Ukraine has often been in history between two blocs or powers. This significantly affects the debate on its political scene, which is associated with the fact that Ukraine is subordinate to someone or is in danger of having to submit to someone. On the one hand, it follows that Kiev insists that it will not give in to anyone. But there are also complaints that the West is not sufficiently engaged in Ukraine, that it is unaware of its strategic importance for European security. I guess that’s true. But Ukraine’s political elites are then to some extent relieved of their responsibility for what role they could play in achieving what they are talking about.
Germany and the United States have only recently reached an agreement on the completion of the Nord Stream 2 gas pipeline from Russia. Not only from Ukraine but also from other countries in the region, it is born without them. And that this is proof that the great powers are willing to conclude agreements without asking the countries of Central and Eastern Europe whether they are satisfied with them. Do you agree with this criticism?

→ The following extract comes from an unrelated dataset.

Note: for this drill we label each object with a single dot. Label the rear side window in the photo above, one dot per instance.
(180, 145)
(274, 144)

In general, it can be said that this is a problem. There is still a tendency in German politics that can be described as Russia being in the first place. German elites, but also those in France and elsewhere, must be constantly reminded that they must engage in dialogue with countries to the east of the EU and take into account the interests of countries such as Slovakia, the Czech Republic, Poland and the Baltic. The question is what could have been done differently about the US-Germany gas pipeline agreement. The fate of Nord Stream 2 should probably have been dealt with much more by several states. The current agreement is, in particular, that Washington wanted to show that it was interested in a positive relationship with Berlin. However, I do not support the construction of the pipeline, and we should send completely different signals to Russia as to whether and how to work with it. We should not be involved in a project that is clearly important to Moscow from a political and geopolitical point of view and that serves to strengthen the positions of the regime in the Kremlin and those who support it.